Software used to be a thing you launched and closed. You opened the spreadsheet, you opened the browser, you ran the script. The computer waited for your input, did one step, then waited again.

Agents break that. An agent is software you give a goal to — not a command — and then it decides which steps to take, which tools to call, which other agents to ask for help. It might finish in three seconds or run quietly for three hours. It might succeed, or fail, or ask you a clarifying question, or realize halfway through that your real goal isn't what you said and come back to confirm.

This shift — from tools you use to agents you delegate to — is the most disruptive change in how we work with computers since the graphical user interface. This first course in the Agents series starts with where agents are being deployed today, what they're good at, what they break, and what decisions you need to make before putting one between you and your customer.

If you finish every module, here's who you become:

  • You'll know the precise difference between a tool, an assistant, and an agent — and why collapsing those terms causes real decisions to go wrong.
  • You'll be able to trace any agent's behavior back to the perception-reasoning-action-observation loop and explain why it did what it did.
  • You'll recognize which use cases — research, coding, customer service, data analysis — actually benefit from agency and which ones don't.
  • You'll apply a decision framework to a real scenario and argue, with specifics, whether an agent is the right solution or an expensive distraction.
  • You'll understand how ReAct, Plan-and-Execute, and multi-agent orchestration patterns differ and when each one is called for.
  • You'll be able to name the categories of agent failure — and spot the design choices that invite them before a system ships.
  • You're becoming someone who can sit in a room where 'AI agent' gets thrown around loosely and immediately sharpen the conversation.
🎯 Advanced · Lesson 1 of 4

Defining the Agent:
Beyond the Chatbot

What formal computer-science and AI-research literature actually means by "agent" — and why the word is used so loosely in product marketing.

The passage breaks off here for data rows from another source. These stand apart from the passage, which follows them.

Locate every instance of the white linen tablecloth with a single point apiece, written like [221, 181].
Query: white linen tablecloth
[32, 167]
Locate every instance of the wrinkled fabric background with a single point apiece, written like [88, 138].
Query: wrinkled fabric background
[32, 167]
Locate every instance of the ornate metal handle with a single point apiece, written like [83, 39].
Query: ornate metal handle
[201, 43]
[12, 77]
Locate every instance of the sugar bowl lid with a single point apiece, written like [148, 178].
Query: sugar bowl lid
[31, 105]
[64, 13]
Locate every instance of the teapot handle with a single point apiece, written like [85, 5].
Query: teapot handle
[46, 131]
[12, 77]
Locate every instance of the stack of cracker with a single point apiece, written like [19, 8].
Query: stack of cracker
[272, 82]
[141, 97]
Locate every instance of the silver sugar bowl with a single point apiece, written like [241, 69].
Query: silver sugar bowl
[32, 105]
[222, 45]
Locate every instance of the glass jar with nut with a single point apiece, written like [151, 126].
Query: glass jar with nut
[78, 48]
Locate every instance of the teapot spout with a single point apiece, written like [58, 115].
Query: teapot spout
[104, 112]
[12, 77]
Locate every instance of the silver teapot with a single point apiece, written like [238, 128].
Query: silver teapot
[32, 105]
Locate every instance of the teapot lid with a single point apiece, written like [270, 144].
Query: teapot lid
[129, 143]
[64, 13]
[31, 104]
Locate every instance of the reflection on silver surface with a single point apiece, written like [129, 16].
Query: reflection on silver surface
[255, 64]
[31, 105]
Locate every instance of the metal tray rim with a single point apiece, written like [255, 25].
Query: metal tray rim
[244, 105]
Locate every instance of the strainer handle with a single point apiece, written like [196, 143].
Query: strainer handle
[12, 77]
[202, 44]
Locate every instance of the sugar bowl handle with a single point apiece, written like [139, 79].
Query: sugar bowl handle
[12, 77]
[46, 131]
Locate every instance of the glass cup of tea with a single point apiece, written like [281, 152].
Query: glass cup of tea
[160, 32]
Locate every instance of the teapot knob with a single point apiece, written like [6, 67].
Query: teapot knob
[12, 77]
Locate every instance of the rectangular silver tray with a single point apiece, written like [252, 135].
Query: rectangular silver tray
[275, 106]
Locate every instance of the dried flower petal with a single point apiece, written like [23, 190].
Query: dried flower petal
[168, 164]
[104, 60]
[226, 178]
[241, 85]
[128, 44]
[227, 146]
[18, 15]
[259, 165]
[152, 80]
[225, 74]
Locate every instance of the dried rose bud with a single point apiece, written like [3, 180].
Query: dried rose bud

In March 2023, Stanford researchers released a paper titled "Generative Agents: Interactive Simulacra of Human Behavior." They ran 25 language-model instances inside a virtual town called Smallville. Each instance maintained a persistent memory stream, wrote plans each morning, and revised those plans when new information arrived — entirely without human prompting. One agent organised a Valentine's Day party: it sent invitations, checked whether others RSVP'd, and rerouted logistics when a venue conflict arose. No human typed a single instruction after the initial character description. The researchers explicitly used the word "agent" to distinguish these systems from chatbots, which require a human turn to produce every output.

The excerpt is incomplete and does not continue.